Nell’era moderna, in cui le informazioni viaggiano alla velocità della luce attraverso la rete globale di Internet, la crittografia riveste un ruolo cruciale. Proteggere le comunicazioni, lo scambio di file e i dati più sensibili è di fondamentale importanza e per questo sono stati sviluppati appositi algoritmi di cifratura.
Quando si è originata la crittografia e come si è evoluta
La necessità di nascondere i messaggi a occhi indiscreti esiste da tempo immemore nella storia umana. Le prime testimonianze di sistemi crittografici risalgono agli scritti di Plutarco. Il biografo e filosofo greco narra, nella “Vita di Lisandro”, di un sistema semplice ma efficiente adottato dagli spartani per inviare messaggi segreti.
Su un bastone, di particolare lunghezza e diametro, veniva avvolta una striscia di cuoio sulla quale era poi inciso il messaggio. Una volta srotolata la striscia, il testo diveniva illeggibile e poteva essere ricomposto solo se avvolto su un bastone di diametro e lunghezza identici a quelli dell’originale.
In tempi più recenti, dove le informazioni sono digitali e la necessità di garantire la privacy e la sicurezza dei dati è imperativa, si utilizzano algoritmi matematici molto sofisticati. Questi complessi calcoli hanno il compito di mascherare il messaggio, rendendolo leggibile solo a chi possiede la giusta chiave, esattamente come succedeva col bastone degli spartani.
Come funziona la crittografia moderna
Lo scopo primario della crittografia moderna è quello di proteggere i dati che vengono inviati in rete e non solo. Per fare ciò si impiegano algoritmi crittografici molto complessi, che trasformano una sequenza di caratteri secondo il valore di una chiave di cifratura segreta.
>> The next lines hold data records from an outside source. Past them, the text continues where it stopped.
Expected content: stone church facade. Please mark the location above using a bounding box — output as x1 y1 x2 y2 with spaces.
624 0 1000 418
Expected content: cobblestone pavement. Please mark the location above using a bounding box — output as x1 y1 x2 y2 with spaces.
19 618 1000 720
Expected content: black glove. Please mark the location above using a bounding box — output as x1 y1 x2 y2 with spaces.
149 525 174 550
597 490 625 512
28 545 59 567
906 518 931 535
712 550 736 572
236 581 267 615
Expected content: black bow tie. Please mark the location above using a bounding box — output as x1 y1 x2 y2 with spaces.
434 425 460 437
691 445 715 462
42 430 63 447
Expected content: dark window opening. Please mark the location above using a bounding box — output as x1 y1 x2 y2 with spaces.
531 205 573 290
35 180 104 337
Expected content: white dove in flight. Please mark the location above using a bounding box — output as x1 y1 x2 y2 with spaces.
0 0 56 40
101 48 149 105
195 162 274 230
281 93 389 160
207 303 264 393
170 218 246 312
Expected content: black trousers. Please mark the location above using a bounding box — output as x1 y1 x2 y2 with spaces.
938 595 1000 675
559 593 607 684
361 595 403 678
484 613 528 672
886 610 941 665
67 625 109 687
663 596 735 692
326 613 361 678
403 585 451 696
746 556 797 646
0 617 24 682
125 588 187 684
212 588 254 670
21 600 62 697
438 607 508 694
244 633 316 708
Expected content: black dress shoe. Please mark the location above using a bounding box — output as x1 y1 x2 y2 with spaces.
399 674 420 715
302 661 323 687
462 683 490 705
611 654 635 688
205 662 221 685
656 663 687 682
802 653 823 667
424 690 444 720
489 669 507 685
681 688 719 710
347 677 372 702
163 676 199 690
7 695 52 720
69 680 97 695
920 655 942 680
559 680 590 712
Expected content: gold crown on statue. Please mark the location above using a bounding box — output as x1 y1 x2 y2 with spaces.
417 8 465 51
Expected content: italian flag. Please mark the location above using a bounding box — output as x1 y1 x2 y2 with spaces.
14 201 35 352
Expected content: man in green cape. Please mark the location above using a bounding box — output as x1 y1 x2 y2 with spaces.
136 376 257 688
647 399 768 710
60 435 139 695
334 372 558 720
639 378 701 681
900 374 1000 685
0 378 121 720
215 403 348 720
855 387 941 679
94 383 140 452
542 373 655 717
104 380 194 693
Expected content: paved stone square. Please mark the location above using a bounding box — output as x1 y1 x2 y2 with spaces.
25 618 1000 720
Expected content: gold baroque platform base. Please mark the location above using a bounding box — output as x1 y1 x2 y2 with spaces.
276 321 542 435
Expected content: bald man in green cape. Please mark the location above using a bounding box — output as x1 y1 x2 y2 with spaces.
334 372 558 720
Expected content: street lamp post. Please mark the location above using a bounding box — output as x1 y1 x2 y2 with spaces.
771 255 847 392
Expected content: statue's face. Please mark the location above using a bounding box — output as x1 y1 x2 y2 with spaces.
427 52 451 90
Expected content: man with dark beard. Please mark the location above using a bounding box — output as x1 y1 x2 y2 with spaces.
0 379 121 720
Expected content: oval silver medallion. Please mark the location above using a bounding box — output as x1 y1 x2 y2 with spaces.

La forza e la complessità di questa chiave rappresentano il grado di sicurezza dell’intero sistema crittografico adottato. In generale si possono identificare due tipologie di crittografia: a cifratura simmetrica e a cifratura asimmetrica.
Nel primo caso si impiega una chiave di cifratura singola, cioè identica sia per il mittente sia per il destinatario. Se invece si utilizzano due chiavi distinte, allora si è nel caso della cifratura asimmetrica, in cui la chiave di cifratura è pubblica, mentre quella di decifratura è segreta e privata.
Entrambe le tecniche hanno pro e contro, che è bene valutare in fase di scelta dell’uno o dell’altro protocollo. La crittografia simmetrica è veloce e molto semplice da implementare nei diversi sistemi, poiché si basa su una serie di operazioni algebriche ripetute più volte.
Dell’AES (Advanced Encryption Standard, l’esempio più comune di cifratura simmetrica) esistono diverse versioni a seconda del grado di sicurezza desiderato. Queste si identificano in base al quantitativo di blocchi di bit utilizzati nelle operazioni: 128, 192 e 256 (il più sicuro).
La cifratura asimmetrica, invece, utilizza chiavi interdipendenti fra loro, di cui una pubblica e una privata. Questo sistema rende la crittografia ancora più sicura, ma al contempo più lenta e laboriosa per l’implementazione.
Un’interessante evoluzione è quella ottenuta con il sistema RSA (Rivest, Shamir, Adleman) ideato da tre studenti del MIT nel 1977. Questa particolare cifratura asimmetrica, invece di nascondere direttamente i dati, si avvale di una cifratura simmetrica e poi crittografa in maniera asimmetrica la chiave di quest’ultima, rendendo il procedimento di decrittazione molto più immediato.
La crittografia è in continua evoluzione e cambia in base alle nuove tecnologie. Attualmente esistono sistemi basati su reticoli, sulla quantistica, sul codice hash e moltissimi altri ancora.